OW is the first damsel in distress that he didn't discuss with me. Their EA started with her confiding in him about her divorce. Her husband left her and 3 kids for his OW!

Apparently she tried to control her feelings for my husband, even told him to try to work things out with me. But then, her feelings for him became too overwhelming and she just had to have him - and he didn't want to hurt her feelings so he continued...

Fortunately, he recognizes this about himself now and is actively staying away from women like this.

realitybites posted 2/25/2013 10:41 AM

I have people tell me ALL the time how nice my H is, how he is so great at helping out at work....how wonderful he is with helping out just about anybody....except for his own family.

He truly craves people liking him.

I would ask many of you...and maybe I am way off base here....but how many of your WS's have low self esteem, or possibly not highly educated that they feel "less then" so to speak so they over compensate with this KISA type of personality? Its like the only way they know of to have people like them.

Carried on Sex in the City used to say to Mr Big..."You give 'sparkle' out to other people and when you get home I get boring and tired and nothing.

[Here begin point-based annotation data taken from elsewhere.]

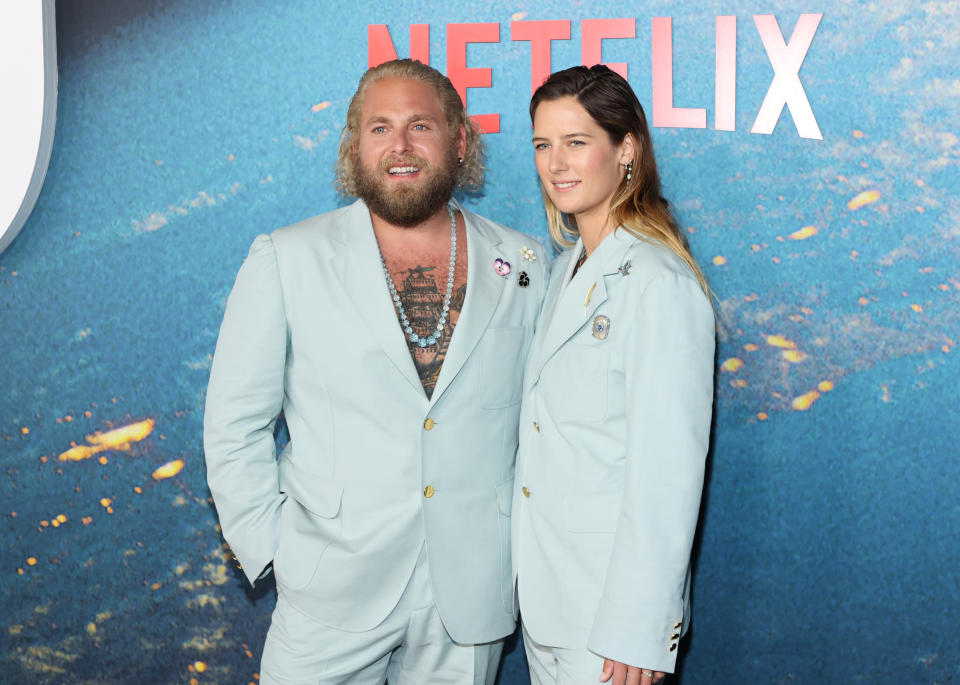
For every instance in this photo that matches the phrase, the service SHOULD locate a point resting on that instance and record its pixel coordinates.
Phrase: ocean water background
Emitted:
(830, 535)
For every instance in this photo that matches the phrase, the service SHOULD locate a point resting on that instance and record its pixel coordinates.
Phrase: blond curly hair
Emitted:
(469, 172)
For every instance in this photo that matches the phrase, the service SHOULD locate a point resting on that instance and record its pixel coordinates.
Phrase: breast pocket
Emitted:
(501, 367)
(576, 383)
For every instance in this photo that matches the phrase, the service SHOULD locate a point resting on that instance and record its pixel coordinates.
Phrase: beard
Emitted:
(410, 204)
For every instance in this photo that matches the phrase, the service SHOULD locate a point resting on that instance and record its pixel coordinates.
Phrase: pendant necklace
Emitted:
(433, 338)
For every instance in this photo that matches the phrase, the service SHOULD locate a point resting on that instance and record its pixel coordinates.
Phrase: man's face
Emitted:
(406, 160)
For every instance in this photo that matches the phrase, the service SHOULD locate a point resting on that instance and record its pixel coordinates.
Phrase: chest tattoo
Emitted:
(422, 300)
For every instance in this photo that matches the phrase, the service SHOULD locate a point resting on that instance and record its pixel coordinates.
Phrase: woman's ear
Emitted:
(628, 149)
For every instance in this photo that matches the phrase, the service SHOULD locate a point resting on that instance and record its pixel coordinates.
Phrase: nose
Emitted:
(400, 141)
(557, 161)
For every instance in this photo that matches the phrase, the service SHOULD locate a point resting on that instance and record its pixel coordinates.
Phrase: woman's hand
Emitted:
(623, 674)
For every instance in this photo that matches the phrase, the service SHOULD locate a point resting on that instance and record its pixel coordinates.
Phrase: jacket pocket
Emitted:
(309, 522)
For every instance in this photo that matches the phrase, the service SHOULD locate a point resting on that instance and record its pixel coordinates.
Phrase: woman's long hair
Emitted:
(637, 206)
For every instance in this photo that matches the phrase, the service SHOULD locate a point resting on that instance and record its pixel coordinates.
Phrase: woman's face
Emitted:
(578, 165)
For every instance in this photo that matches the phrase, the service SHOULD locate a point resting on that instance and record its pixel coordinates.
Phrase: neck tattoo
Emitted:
(434, 337)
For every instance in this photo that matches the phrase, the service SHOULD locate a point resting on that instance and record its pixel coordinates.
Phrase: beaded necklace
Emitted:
(442, 321)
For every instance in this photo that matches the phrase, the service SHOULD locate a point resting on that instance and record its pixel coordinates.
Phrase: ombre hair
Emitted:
(469, 173)
(637, 205)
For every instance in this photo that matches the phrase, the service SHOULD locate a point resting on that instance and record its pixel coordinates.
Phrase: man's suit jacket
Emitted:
(373, 469)
(614, 433)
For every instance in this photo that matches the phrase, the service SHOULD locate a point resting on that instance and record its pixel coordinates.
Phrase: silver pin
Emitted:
(601, 327)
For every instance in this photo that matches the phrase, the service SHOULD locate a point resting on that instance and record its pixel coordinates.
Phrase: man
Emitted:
(391, 333)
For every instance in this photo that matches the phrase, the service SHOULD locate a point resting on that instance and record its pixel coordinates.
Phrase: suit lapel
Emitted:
(484, 289)
(579, 297)
(360, 272)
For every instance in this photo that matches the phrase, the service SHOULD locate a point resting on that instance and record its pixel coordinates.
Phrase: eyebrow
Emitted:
(420, 116)
(566, 136)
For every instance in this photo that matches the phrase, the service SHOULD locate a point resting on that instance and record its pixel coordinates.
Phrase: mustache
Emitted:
(411, 160)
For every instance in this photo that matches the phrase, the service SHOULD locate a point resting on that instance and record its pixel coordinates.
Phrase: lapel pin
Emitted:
(586, 302)
(601, 327)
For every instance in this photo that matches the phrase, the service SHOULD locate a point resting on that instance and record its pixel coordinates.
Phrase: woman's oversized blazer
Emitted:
(614, 432)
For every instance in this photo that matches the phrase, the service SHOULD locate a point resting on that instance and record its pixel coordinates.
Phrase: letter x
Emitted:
(786, 89)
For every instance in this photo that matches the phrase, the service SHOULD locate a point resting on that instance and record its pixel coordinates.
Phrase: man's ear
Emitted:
(461, 142)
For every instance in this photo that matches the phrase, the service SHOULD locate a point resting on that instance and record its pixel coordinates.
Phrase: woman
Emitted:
(618, 400)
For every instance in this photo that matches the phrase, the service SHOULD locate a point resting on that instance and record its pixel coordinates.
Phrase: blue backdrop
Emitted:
(829, 542)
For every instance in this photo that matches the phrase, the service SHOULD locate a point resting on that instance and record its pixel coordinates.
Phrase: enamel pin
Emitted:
(586, 301)
(601, 327)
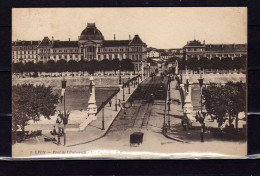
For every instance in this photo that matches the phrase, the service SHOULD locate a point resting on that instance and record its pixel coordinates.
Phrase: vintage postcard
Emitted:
(129, 82)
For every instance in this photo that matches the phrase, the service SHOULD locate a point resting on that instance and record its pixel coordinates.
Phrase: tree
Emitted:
(227, 63)
(72, 66)
(50, 66)
(115, 64)
(29, 67)
(240, 62)
(39, 66)
(127, 64)
(93, 66)
(18, 67)
(30, 102)
(225, 101)
(105, 65)
(215, 102)
(235, 94)
(204, 62)
(83, 66)
(61, 66)
(192, 63)
(215, 63)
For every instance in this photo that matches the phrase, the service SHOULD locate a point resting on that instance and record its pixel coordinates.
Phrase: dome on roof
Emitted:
(91, 33)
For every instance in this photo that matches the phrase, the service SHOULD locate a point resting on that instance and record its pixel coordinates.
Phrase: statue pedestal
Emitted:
(92, 107)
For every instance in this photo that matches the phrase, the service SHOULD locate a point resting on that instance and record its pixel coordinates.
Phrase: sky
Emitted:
(162, 28)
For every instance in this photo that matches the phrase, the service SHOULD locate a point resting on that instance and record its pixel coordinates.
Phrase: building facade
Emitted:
(91, 45)
(197, 49)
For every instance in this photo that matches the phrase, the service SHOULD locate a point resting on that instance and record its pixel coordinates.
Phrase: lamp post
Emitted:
(116, 102)
(201, 84)
(123, 91)
(103, 116)
(169, 108)
(120, 79)
(65, 118)
(129, 86)
(202, 120)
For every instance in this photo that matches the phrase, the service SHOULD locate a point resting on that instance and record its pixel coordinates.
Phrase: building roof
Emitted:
(194, 43)
(25, 43)
(226, 47)
(115, 43)
(64, 44)
(91, 32)
(45, 42)
(136, 41)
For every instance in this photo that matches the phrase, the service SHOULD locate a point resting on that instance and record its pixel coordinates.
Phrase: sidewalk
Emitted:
(94, 130)
(176, 110)
(175, 114)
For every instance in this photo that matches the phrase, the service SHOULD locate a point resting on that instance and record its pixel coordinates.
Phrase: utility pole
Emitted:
(123, 91)
(116, 102)
(63, 85)
(103, 116)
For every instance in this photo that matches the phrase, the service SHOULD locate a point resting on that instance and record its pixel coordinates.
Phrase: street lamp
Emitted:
(120, 79)
(123, 91)
(201, 84)
(202, 114)
(169, 108)
(129, 86)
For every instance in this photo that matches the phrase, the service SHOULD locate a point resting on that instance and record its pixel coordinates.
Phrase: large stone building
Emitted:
(90, 45)
(197, 49)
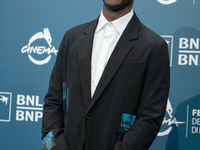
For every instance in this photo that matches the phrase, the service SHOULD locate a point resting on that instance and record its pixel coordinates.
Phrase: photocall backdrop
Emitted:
(30, 35)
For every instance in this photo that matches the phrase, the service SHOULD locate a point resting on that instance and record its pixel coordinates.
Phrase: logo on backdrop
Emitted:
(37, 51)
(189, 52)
(28, 108)
(166, 2)
(167, 123)
(5, 106)
(169, 40)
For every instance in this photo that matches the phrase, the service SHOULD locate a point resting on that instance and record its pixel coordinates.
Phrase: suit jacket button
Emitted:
(88, 117)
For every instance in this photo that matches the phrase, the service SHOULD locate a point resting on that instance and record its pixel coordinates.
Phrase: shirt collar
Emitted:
(120, 23)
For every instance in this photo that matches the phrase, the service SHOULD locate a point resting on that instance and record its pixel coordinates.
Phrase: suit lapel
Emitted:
(85, 51)
(121, 50)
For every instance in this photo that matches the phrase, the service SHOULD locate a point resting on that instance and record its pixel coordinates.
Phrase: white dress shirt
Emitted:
(106, 37)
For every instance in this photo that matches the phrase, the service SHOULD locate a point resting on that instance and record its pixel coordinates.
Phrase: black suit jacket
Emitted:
(135, 83)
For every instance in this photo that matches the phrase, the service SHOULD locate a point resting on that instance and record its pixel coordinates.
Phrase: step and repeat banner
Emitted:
(30, 35)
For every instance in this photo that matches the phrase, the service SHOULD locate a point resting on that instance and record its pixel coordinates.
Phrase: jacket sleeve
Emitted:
(53, 117)
(153, 102)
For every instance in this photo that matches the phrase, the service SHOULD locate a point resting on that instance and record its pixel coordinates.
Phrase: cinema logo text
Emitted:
(189, 53)
(167, 123)
(166, 2)
(28, 108)
(39, 50)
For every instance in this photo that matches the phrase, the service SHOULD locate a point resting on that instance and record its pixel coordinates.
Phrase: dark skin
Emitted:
(114, 9)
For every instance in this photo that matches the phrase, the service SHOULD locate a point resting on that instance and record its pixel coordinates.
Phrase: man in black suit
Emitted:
(109, 86)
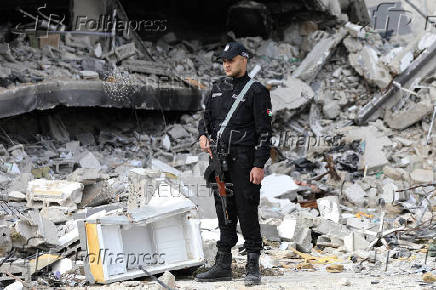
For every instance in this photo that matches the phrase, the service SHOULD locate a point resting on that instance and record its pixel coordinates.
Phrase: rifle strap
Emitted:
(233, 108)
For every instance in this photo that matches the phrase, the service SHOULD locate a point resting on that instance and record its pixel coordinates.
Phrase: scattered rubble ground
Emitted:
(98, 152)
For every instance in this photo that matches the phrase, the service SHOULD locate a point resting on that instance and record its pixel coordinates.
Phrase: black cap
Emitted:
(232, 49)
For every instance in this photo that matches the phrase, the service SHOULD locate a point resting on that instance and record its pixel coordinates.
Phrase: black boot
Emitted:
(252, 272)
(220, 271)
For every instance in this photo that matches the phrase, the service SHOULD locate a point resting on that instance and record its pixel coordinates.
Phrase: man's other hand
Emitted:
(256, 175)
(204, 145)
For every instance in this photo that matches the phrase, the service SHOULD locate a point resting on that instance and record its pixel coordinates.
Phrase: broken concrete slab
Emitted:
(297, 229)
(5, 241)
(405, 119)
(374, 158)
(355, 242)
(46, 95)
(329, 208)
(177, 132)
(369, 66)
(125, 51)
(315, 60)
(86, 176)
(16, 196)
(97, 193)
(355, 194)
(44, 193)
(422, 176)
(56, 214)
(88, 160)
(89, 75)
(330, 228)
(420, 67)
(295, 96)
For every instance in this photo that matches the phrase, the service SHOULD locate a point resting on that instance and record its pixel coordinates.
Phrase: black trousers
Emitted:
(242, 206)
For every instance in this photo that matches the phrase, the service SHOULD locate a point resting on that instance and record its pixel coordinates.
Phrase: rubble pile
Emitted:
(349, 187)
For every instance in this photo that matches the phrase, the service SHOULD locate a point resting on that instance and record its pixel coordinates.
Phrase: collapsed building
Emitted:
(98, 134)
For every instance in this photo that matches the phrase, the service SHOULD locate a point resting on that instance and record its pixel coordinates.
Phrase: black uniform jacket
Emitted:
(250, 124)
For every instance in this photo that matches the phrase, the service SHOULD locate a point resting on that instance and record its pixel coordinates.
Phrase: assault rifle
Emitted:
(219, 163)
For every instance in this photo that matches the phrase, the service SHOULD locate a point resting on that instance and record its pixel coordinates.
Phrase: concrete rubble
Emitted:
(351, 179)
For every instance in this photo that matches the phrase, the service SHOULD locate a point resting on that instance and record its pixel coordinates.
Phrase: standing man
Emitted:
(246, 134)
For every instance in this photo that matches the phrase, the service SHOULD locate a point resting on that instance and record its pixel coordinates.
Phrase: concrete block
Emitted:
(270, 232)
(355, 194)
(295, 96)
(56, 214)
(125, 51)
(62, 266)
(329, 208)
(374, 158)
(168, 279)
(389, 192)
(5, 241)
(405, 119)
(17, 285)
(315, 60)
(16, 196)
(422, 176)
(330, 228)
(368, 65)
(85, 175)
(45, 193)
(142, 185)
(86, 139)
(329, 241)
(393, 173)
(96, 194)
(355, 242)
(88, 160)
(20, 182)
(73, 147)
(89, 75)
(304, 240)
(297, 229)
(177, 132)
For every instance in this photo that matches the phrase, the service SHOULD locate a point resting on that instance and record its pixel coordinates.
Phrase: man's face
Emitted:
(236, 66)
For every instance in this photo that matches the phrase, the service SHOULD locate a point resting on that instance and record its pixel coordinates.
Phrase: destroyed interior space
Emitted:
(102, 175)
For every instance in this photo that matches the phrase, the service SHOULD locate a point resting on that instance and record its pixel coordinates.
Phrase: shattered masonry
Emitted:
(358, 200)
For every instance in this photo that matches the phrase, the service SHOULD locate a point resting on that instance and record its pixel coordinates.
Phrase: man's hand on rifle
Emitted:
(256, 175)
(204, 145)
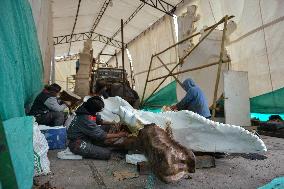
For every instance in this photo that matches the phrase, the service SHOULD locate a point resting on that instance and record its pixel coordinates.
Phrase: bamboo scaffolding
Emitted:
(210, 28)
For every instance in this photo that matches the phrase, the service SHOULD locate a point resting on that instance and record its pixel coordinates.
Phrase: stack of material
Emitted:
(82, 78)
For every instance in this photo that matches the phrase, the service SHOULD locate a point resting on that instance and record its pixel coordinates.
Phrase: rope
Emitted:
(212, 11)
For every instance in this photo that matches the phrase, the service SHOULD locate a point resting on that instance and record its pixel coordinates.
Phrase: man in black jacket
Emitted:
(86, 137)
(47, 109)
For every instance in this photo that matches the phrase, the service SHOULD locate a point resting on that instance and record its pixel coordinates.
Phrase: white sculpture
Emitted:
(189, 129)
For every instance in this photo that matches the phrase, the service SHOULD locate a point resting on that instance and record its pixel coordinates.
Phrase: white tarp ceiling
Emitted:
(64, 14)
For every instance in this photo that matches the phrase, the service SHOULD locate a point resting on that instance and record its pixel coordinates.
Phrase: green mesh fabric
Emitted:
(269, 103)
(21, 79)
(20, 58)
(22, 154)
(165, 96)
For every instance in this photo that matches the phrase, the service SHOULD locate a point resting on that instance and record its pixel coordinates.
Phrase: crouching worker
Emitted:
(47, 108)
(86, 138)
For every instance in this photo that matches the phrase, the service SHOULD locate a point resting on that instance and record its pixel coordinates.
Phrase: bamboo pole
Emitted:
(181, 61)
(177, 80)
(150, 65)
(219, 68)
(189, 70)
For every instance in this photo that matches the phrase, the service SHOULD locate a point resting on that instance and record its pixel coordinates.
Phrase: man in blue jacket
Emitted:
(194, 100)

So true with me. Gives everything to other people all the time.

uncertainone posted 2/25/2013 10:49 AM

I'm not a fan of the term because it's also the "nice guys" disease. My girl friends and I could spot this a mile away. The "nice guy" isn't so nice at all. He loved to be the shoulder you cried on, the rescuer from the horrible relationship, the immediate availability anytime "crises" popped up.

The problem is it's all about control. They focus on "you" to avoid their own feelings of inadequacy, fear of abandonment, ego aggrandizement. If they can be there for "you" then when you're better they have the perfect person who will be eternally grateful.

Huge problems. First, women that need "rescuing" are hot messes. People that know better realize that people are in situations 99% of the time caused by their own fuck ups, not other's, so you're "saving" the perpetrator, not the victim.

Women that are in crises, even if it's self created are emotionally unavailable. That's the real draw for these guys. The project. The "win" they require for self validating ego kibbles they need in endless supply.

The word "knight" gives it a far more noble ring than it deserves. It's really just predatory behavior of looking for the "weak" to feed themselves. "Funny" thing is the "weak" they find ain't so weak at all.